Venezuela sends US Congress letter on alleged invasion

Caracas (AFP) –


Venezuela has sent a letter to the US Congress outlying its case against the US and Colombian governments regarding a recent failed seaborne invasion, the attorney general said on Thursday.

Two former US special forces soldiers who now face terrorism charges were among the 91 people Venezuela says it captured in thwarting a botched armed incursion from the sea.

Caracas has accused US President Donald Trump of being directly responsible for the raid, in which eight attackers were allegedly killed.

Attorney General Tarek William Saab said the letter has been received by Nancy Pelosi, speaker of the US House of Representatives.

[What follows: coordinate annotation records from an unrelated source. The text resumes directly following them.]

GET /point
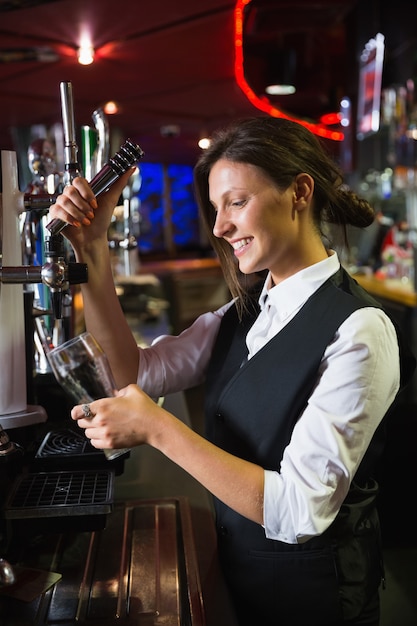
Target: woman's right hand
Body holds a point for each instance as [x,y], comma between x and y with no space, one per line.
[88,218]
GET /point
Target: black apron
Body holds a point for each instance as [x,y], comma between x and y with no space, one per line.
[251,409]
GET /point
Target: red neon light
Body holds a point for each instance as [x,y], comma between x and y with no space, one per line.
[261,102]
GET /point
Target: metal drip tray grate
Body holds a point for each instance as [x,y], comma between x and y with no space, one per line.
[66,442]
[55,494]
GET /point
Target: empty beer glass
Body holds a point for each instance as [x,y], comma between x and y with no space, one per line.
[81,368]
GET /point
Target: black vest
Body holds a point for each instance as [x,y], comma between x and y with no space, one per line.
[251,409]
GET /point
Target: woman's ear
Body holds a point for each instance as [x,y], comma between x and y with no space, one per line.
[303,189]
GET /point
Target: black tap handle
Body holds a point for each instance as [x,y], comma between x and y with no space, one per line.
[128,155]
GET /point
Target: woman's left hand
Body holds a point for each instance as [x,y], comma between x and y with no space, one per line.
[126,420]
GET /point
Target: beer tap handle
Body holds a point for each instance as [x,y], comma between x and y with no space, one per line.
[127,156]
[72,166]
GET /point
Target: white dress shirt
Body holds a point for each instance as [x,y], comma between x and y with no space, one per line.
[356,383]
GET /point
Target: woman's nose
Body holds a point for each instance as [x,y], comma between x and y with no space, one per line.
[221,225]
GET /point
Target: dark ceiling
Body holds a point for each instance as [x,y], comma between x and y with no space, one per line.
[169,63]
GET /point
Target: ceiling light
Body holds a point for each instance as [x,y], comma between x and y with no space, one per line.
[204,143]
[85,54]
[111,107]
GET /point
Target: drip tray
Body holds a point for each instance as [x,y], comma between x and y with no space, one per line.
[66,445]
[83,498]
[65,449]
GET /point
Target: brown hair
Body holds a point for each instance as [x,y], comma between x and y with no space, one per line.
[281,149]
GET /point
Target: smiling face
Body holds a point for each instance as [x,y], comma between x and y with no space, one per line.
[268,228]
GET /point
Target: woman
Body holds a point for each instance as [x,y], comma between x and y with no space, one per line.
[300,370]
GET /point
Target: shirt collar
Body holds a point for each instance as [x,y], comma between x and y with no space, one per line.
[292,292]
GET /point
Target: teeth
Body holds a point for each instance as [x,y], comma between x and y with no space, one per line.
[240,244]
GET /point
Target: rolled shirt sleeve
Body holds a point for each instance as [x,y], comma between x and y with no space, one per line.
[357,382]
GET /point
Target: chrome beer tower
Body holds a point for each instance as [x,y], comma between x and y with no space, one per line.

He said the letter provided "information to the American Congress about the facts of the so-called Operation Gideon."

The May 3 raid saw armed men land in Macuto, less than an hour from Caracas.

Venezuela President Nicolas Maduro claimed it was a plot to assassinate him.

A US House of Representatives committee has launched an investigation and sought information from Venezuela about the alleged invasion.

Venezuela has charged the former US soldiers -- Luke Denman, 34, and Airan Berry, 41 -- with "terrorism, conspiracy, illicit trafficking of weapons of war and (criminal) association." They could face between 25 to 30 years in prison.

Saab said the letter contains information on the "presumed participation" of the Trump administration and the government of Colombian President Ivan Duque.

Both are close allies of Venezuela's opposition leader Juan Guaido, who in January 2019 declared himself acting president in a direct challenge to Maduro's authority, for which he received the backing of more than 50 countries.

Maduro has also accused Guaido of planning the invasion, a charge the opposition leader denies.

However, two Guaido advisors resigned last week after being linked to the invasion.